Arabaya biniyorum, ön konsoldaki dijital derece 32 gösteriyor sıcaklığı. Yanından geçtiğim yola dikilmiş dijital tabelada ise -yok mu arttıran- sıcaklık 40. Aradaki farka bakıp, “Acaba tabela tanrıya mı daha yakın benden, güneşe mi” diye soruyorum. Yanıtı da terletiyor.
O sırada radyodan o mahut meteorolojik uyarı geliyor:
“Yarın Ankara 36 derece olacak...”
Sunucu kışın her ayazda ve yazın her sıcakta “kullanışlı” o şablon metni ekliyor:
“Yaşlılar, kalp ve tansiyon hastaları ve dahi hamileler mecbur olmadıkça sokağa çıkmasın...”
* * *
Hani, saydığı grubun sadece iki baharda (ilk ve son) sokağa çıkmasını kabulleneceğim neredeyse de... O ekip zaten hiç sokağa adımını atmamalı.
Ankara’nın hiç bitmeyen kazıları, kazılıp kapatıldıktan sonra Mars yüzeyinden beter çukur-mukur, engebeli yol halleri, yüksek kaldırımları, iki karış eniyle yok kaldırımları, asansörü çalışmayan, merdiveni yürümeyen üst geçitleri vb.. malum.
“Vb”ni de uzun uzun anlattırmayın bana, bir gün en sakin zamanında Cinnah Caddesi’nden karşıdan karşıya geçmeye çalışın, geçebilirseniz anlayacaksınız beni. Geçemezseniz de ben anlayacağım, niye geçemediğinizi. (Müessesemiz ve bu köşe, geçiş sırasında canınızdan, elinizdeki poşetteki, çantadaki kıymetli eşyalardan sorumlu değildir)
* * *
Sıcakta soğukta, yağmurda buzda, ASKİ, Başkent Elektrik, doğalgaz kazılarında, metro inşaatında, bitmek bilmez kaldırım tadilatlarında velhasıl bu şehrin normal hallerinde, sokağa çıkması anormal görülen hamilelere benim diyecek bir şeyim yok.

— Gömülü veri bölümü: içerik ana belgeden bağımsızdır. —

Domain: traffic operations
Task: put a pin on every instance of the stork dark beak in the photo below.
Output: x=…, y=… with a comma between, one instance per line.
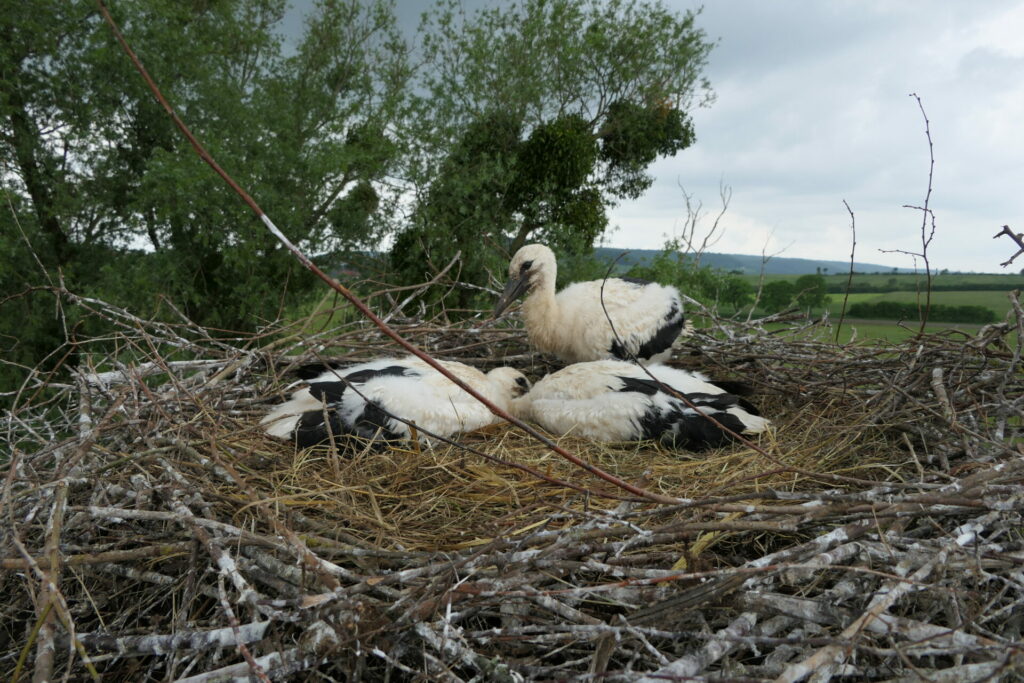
x=513, y=290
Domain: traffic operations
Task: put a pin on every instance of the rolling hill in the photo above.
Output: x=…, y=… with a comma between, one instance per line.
x=749, y=264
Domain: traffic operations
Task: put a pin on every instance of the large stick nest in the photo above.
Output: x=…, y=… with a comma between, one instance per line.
x=154, y=532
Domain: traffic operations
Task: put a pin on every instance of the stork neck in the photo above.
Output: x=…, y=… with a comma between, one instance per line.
x=541, y=307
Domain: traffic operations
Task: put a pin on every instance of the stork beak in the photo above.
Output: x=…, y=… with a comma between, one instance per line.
x=513, y=290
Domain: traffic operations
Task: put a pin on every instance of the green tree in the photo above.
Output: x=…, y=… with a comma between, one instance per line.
x=95, y=172
x=594, y=94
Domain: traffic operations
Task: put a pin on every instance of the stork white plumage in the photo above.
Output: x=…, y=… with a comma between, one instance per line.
x=360, y=400
x=572, y=325
x=614, y=400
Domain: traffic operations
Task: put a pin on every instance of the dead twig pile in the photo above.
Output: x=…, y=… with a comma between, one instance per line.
x=153, y=532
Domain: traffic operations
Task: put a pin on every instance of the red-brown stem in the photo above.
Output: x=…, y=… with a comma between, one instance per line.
x=355, y=301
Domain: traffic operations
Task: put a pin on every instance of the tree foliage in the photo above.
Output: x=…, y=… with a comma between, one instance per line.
x=523, y=122
x=595, y=91
x=94, y=170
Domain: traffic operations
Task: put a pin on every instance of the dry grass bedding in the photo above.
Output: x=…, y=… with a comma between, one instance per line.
x=154, y=532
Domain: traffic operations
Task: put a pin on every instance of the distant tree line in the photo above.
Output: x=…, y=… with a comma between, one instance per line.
x=894, y=310
x=895, y=285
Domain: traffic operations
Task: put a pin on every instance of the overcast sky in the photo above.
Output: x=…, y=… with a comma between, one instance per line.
x=813, y=108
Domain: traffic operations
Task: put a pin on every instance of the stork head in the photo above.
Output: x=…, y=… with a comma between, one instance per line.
x=531, y=265
x=510, y=381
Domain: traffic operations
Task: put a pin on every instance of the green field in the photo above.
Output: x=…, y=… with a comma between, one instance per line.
x=889, y=331
x=960, y=281
x=996, y=301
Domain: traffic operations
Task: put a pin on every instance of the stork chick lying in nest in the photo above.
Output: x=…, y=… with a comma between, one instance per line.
x=614, y=400
x=572, y=325
x=364, y=400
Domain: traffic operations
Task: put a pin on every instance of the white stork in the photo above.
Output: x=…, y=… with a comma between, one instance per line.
x=572, y=325
x=614, y=400
x=360, y=400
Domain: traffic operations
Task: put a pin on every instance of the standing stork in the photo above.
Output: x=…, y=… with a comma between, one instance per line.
x=614, y=400
x=365, y=400
x=572, y=325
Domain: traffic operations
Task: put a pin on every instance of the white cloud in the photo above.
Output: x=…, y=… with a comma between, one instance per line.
x=812, y=109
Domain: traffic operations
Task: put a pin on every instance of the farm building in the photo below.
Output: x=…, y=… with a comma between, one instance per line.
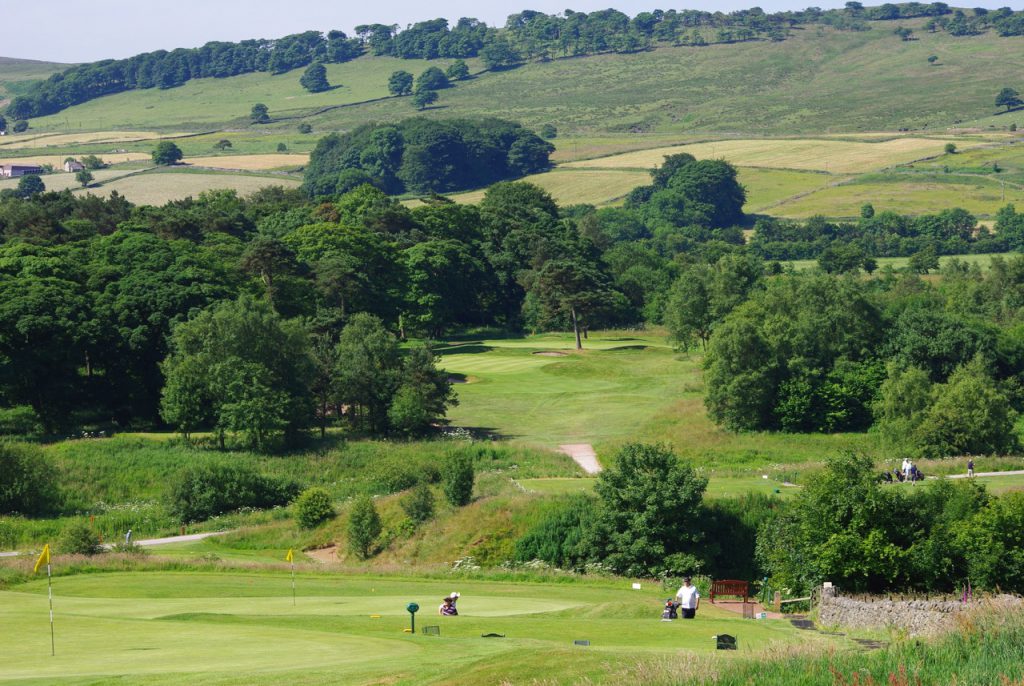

Ama herhangi bir tartışma rahme düşmeden sözünü esirgemeyen etkili/yetkililerin var:
“Oturun evde çocuk yapın; üç de yetmez beş tane...”
Eh, herşey herşeye gebeyse bu aralar, bu gündem de mevsim normallerine uygun.
* * *
Neyse dijital derecelere, meteoroloji bültenlerine göre 30 ile 40 derece arasında seyreden sıcaklıkta, ben de kendi termostatıma göre 50 derece terliyorum, muhtemelen.
Terlerken, en cehennem yerlere mahsus bültenleri getiriyorum aklıma, yüreğime su serpmek için:
“Şanlıurfa gölgede 45, İzmir 42 derece...”
Belki ondan sıcak yerlerde insanlar her seçimde önündekinin gölgelerini takip ediyor, diyorum içimden... Su serpilmiyor içime.
Ön camdan arabanın siperliğini aşan güneş, gölgemi arka koltuğa oturtuyor.
Ve gölgem, terlemediği için tuzu kuru derviş gibi arka koltuktan söyleniyor bana:
“Bok var, ömür boyu yaşadığın, yıllardır yazdığın, bir dönem sevdalandığın bu şehirde...”
(Yazım basılmadan o kaka kelimeyi “.ok” şeklinde düzelteceğime söz veriyorum, ama hava sıcak, çok sıcak...)
BAZI okurlarımız, “Ankara’nın tarihini yazıyorsunuz da, köşe yazılarınız tarih oldu. Yazılarınıza devam etmeyecek misiniz” sorusunu yöneltiyorlar. Birlikte yazdığımız “Ankara”nın Sözlü Tarihi” dizimiz nedeniyle biraz ara verdiğim yazılarıma, ufak ufak başlıyorum yeniden. Tarihimiz ise daha uzun süre koca koca devam edecek.